SPECIALE HORROR ITALIANO
La maschera del Boom
Si dice che in Italia il gotico, l’horror e in generale il fantastico non abbiano mai preso piede nella letteratura e nel cinema, perché estranei alla più profonda essenza non solo della nostra cultura, ma anche della nostra mentalità, permeate sul secolare binomio melodramma/commedia dell’arte (commedia all’italiana). Se questo assunto è probabilmente vero a livello “quantitativo”, vale molto meno a livello “qualitativo”.

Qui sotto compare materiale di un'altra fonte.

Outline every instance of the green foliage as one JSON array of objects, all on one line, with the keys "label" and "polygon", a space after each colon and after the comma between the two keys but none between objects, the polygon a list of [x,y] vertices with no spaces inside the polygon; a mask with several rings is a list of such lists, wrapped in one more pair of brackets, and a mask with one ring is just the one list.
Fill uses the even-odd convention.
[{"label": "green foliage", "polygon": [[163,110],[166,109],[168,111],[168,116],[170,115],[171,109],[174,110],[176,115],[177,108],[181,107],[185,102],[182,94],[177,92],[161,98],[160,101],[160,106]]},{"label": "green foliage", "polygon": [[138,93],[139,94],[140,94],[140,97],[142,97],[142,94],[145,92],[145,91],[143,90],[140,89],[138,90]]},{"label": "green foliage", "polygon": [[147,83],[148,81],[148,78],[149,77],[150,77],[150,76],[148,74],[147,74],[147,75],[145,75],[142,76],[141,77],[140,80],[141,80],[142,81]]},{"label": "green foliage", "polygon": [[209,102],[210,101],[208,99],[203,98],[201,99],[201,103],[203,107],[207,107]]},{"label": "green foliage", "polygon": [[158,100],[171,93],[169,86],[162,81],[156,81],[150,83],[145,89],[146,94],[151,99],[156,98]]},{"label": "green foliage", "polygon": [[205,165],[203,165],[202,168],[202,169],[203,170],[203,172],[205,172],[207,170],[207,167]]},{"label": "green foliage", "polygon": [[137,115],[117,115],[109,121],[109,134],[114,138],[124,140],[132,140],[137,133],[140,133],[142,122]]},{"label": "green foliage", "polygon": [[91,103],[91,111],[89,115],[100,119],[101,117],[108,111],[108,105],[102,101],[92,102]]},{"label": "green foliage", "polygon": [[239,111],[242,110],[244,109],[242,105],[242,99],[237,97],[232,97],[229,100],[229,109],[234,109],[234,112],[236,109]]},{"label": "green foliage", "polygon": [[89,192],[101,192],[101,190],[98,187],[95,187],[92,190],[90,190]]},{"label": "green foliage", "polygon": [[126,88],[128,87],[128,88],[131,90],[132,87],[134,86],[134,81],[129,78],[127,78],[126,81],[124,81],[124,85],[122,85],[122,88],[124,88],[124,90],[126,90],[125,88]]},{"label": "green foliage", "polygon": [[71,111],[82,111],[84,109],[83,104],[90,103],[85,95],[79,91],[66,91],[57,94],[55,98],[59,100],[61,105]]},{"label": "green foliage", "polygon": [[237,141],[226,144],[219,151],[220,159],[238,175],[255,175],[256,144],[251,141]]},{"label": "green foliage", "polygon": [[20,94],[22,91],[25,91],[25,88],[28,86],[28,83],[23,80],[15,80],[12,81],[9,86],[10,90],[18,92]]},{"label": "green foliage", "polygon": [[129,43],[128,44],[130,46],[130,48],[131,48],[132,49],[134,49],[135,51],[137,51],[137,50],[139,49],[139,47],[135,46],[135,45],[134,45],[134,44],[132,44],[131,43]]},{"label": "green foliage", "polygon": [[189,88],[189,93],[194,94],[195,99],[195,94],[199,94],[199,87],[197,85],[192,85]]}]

Mario Bava, insieme a Riccardo Freda (I vampiri, 1955, e L’orribile segreto del Dr. Hichcock, 1962), è stato l’iniziatore della nostra tradizione del cinema di paura, ed è stato certamente – anche senza volere cadere negli eccessi di entusiasmo un po’ fine a se stesso di parte della critica e della divulgazione troppo campanilista (a sua volta nata come reazione al disinteresse di buona parte della critica coeva) – un esponente primario della storia del cinema horror, capace di regalare almeno 4/5 opere irrinunciabili per lo sviluppo del genere. Tra queste non può non essere incluso il suo esordio dietro la macchina da presa, risalente agli albori del decennio felice e inquieto degli anni Sessanta: La maschera del demonio, ispirato a Vij, racconto di Gogol. Felice e inquieto non sono due aggettivi casuali: infatti è ancora tutto da approfondire il fatto che il nostro cinema di spavento sia nato e si sia sviluppato parallelamente agli anni del miracolo economico, dei suoi miraggi e delle sue illusioni, e sia stato espressione dei disagi nascosti e delle contraddizioni, esplose a fine decennio e scatenatesi nei 70s, quando nei nostri horror esploderanno anche gli elementi più splatter e sanguinari. La maschera del demonio è puro gotico, a partire dagli elementi immediatamente d’ambiente (come la nebbia perenne e le rovine medievali) e arrivando alla narrazione e alle tematiche. È un film quasi puramente d’atmosfera, il cui fascino nasce soprattutto dalla grande perizia delle scelte fotografiche (il direttore della fotografia è lo stesso Bava, il quale si è fatto le ossa proprio in quel ruolo), che da sole diventano veicolo di inquietudine, di spavento, e dall’insistenza su particolari sgradevoli (per esempio: il primo piano del marchio sulla schiena e del viso decomposto), che fino a quel momento nella storia del genere si era preferito perlopiù elidere. Questi sono due elementi fondamentali sia per lo sviluppo dell’horror italiano, che ha creato paura con le atmosfere e le luci piuttosto che con l’intreccio, sia per l’evoluzione del genere tout court.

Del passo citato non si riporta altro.